Kultur, Standort, Bestimmung, so die drei titelgebenden Begriffe eines Projekts, welches unter dem Slogan „Leipzig, wir müssen reden!“ Ende September eine ganze Stadt zum Diskurs aufforderte.
Eine Stadt, die dieses Jahr ihr 1.000-jähriges Jubiläum feiert und unter der Überschrift „Wir sind die Stadt“ großflächig einlädt zur Identifikation. Eine Einladung, der viele nachkommen, betrachtet man steigende Einwohnerzahlen und den Status Quo in Sachen Image. Das Hipness-Barometer in die Höhe schnellen lassen jedoch nicht allein vergleichsweise günstiger Wohnraum oder geflutete Tagebaulöcher. Ein, wenn nicht gar der entscheidende Faktor für Leipzigs Attraktivität ist zweifelsohne das besondere Klima der Stadt, angetrieben von dem starken Doppel Kunst und Kultur in herausragender Qualität und Vielfalt. Verantwortlich dafür zeichnet sich zu großen Teilen Leipzigs Freie Szene. Eine beachtliche Leistung, wenn man bedenkt, dass hierfür vom städtischen Kulturetat nicht einmal 5 Prozent zur Verfügung stehen. Dass Qualität ihren Preis hat, ist allseits bekannt. Kunst und Kultur hingegen haben im allgemeinen Sprachgebrauch gern einen Wert, der ganz ohne Preis auskommen muss.

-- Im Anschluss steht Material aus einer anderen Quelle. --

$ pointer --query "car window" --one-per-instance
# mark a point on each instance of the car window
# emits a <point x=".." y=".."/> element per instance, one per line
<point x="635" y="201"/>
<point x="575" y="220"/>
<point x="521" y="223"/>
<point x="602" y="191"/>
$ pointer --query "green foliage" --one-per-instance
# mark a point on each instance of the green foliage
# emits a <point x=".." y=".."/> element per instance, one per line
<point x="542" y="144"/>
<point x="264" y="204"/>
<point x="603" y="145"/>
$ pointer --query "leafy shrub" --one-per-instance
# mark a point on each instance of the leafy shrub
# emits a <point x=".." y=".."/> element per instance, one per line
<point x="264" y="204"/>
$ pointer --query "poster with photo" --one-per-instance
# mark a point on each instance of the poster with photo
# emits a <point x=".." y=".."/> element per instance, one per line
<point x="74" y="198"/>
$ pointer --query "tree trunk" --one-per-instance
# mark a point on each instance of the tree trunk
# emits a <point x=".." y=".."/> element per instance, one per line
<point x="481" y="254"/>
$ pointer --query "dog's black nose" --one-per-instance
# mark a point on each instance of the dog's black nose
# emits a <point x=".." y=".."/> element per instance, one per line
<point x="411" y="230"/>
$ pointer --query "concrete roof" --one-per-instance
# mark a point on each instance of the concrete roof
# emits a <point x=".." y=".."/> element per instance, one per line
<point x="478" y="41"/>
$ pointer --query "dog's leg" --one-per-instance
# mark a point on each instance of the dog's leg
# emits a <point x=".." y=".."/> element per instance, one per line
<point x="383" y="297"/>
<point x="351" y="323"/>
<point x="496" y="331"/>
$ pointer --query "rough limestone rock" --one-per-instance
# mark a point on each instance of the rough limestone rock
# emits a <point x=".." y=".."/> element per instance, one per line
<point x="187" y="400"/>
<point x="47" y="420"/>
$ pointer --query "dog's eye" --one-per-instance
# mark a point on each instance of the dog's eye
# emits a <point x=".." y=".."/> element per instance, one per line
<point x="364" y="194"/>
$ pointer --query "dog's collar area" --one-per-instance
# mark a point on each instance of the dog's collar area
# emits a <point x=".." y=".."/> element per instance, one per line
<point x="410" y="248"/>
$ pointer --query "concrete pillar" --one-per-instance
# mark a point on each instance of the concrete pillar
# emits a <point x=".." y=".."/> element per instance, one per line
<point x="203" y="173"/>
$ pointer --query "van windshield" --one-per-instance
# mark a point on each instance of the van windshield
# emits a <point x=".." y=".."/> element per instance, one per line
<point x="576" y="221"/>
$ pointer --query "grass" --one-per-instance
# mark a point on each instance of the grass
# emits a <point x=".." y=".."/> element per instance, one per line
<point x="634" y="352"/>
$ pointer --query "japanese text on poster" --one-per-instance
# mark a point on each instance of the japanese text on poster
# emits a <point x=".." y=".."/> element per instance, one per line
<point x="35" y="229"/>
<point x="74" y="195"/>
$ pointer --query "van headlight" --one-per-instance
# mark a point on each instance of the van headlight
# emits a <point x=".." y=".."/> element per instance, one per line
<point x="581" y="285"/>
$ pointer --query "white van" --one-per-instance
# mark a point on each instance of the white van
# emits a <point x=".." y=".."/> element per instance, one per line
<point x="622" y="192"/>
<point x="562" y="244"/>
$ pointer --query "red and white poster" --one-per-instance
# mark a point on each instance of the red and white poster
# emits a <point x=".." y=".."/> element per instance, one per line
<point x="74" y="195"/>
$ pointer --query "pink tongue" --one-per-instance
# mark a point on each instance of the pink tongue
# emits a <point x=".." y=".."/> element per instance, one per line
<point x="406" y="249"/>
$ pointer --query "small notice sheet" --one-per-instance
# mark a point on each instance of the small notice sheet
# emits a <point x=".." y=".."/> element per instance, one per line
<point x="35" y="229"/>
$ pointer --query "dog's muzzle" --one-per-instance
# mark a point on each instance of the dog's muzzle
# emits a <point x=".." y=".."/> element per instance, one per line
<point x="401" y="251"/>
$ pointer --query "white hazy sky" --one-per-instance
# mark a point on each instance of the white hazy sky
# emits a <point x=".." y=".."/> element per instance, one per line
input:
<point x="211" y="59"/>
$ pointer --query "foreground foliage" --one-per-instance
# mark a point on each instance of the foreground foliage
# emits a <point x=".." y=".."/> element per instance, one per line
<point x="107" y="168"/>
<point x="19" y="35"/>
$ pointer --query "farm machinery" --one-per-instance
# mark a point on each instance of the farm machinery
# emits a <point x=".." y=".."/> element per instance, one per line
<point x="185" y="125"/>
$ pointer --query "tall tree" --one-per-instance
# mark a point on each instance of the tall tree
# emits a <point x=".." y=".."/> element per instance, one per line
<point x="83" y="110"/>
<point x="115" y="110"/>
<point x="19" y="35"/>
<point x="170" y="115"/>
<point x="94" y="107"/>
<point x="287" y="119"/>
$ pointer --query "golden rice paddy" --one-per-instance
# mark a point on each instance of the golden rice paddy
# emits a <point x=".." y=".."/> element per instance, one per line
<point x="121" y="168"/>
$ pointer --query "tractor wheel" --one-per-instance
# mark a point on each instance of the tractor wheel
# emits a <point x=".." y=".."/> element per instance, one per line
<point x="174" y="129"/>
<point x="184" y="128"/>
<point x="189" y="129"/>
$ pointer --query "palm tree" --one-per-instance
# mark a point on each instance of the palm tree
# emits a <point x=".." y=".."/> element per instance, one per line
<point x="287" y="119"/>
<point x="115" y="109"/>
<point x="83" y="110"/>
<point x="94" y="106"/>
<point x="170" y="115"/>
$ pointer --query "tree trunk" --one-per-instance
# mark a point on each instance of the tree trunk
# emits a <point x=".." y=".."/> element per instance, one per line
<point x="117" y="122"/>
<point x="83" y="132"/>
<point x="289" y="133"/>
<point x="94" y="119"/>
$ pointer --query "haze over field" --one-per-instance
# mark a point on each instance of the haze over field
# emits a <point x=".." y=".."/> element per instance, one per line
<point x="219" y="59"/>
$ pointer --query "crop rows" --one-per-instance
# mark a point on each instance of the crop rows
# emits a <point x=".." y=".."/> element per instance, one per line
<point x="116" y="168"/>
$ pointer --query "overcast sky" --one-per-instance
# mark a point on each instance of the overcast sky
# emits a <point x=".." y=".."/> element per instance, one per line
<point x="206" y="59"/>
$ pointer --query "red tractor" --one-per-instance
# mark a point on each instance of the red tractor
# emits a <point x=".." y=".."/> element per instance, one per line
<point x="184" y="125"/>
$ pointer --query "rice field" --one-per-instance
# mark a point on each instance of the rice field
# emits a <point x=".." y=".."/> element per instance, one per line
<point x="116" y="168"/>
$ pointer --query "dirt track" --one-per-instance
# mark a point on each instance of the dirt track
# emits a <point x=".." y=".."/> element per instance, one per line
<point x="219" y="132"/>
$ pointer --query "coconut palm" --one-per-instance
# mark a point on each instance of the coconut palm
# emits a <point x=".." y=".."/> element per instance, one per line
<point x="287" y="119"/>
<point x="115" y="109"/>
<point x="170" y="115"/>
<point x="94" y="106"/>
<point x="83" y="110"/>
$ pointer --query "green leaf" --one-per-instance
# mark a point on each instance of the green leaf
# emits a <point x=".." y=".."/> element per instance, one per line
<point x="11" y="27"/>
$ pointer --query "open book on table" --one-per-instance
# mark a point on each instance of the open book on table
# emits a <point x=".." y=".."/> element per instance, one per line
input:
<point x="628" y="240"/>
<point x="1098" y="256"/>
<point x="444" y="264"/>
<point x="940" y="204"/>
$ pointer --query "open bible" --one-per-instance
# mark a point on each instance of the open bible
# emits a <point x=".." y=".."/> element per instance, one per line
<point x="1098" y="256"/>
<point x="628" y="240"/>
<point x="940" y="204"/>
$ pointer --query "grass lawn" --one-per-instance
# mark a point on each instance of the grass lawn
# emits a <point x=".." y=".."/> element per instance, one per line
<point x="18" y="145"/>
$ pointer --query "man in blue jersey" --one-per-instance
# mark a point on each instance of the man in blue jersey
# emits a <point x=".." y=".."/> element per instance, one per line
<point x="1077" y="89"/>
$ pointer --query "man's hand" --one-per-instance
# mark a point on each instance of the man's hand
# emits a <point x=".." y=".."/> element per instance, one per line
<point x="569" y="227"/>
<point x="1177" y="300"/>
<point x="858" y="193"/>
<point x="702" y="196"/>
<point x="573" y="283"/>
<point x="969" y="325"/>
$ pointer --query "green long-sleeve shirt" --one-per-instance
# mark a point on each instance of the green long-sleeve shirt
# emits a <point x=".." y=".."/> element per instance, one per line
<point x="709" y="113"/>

Freilich kann man diesen Zustand mit der Feststellung quittieren, der freien Kunst ihr Prekariat, der Stadt ihre Oper. Oder aber, wie im hier vorliegenden Fall, man nimmt die Stadt beim Wort und bittet sie zum Gespräch. Angestoßen von der Initiative Leipzig + Kultur fand so vom 21. bis 27. September ein spartenübergreifender kulturpolitischer Kongress statt, der nichts Geringeres als das Formulieren konkreter Handlungsempfehlungen für Kultur, Politik und Verwaltung zum Ziel hatte und in Deutschland bisher einmalig ist. Die Anstrengungen um einen Dialog sind für Macher von kultur | standort.bestimmung dabei nicht neu. Bereits 1999 als Interessenvertretung der Freien Kulturszene Leipzigs ins Leben gerufen und 2014 als gemeinnütziger Verein konstituiert, haben Forderungen nach besseren Produktions- sowie Präsentationsbedingungen und das Bestreben nach einer breiten öffentlichen als auch politischen Wahrnehmung freier Kulturarbeit eine Plattform, die Zeit ihres Bestehens um Sichtbarkeit kämpft. Flankiert von einem Festivalprogramm, welches in über 60 stadtweiten Veranstaltungen von klassischen Formaten wie Konzert und Lesung bis hin zu performativen Stadtführungen die Diversität der ansässigen Szene eindrucksvoll demonstrierte – und auch ohne einen Kongress zum Anlass Woche für Woche stattfindet – steckten die Oberbegriffe Freiräume, Partizipation, Kooperationen und Kompetenzen das theoretische Feld für sieben Tage kultur | standort.bestimmung ab. Den unbedingten Willen zur Praxis verdeutlichte schon die feierliche Eröffnung in der Galerie für Zeitgenössische Kunst.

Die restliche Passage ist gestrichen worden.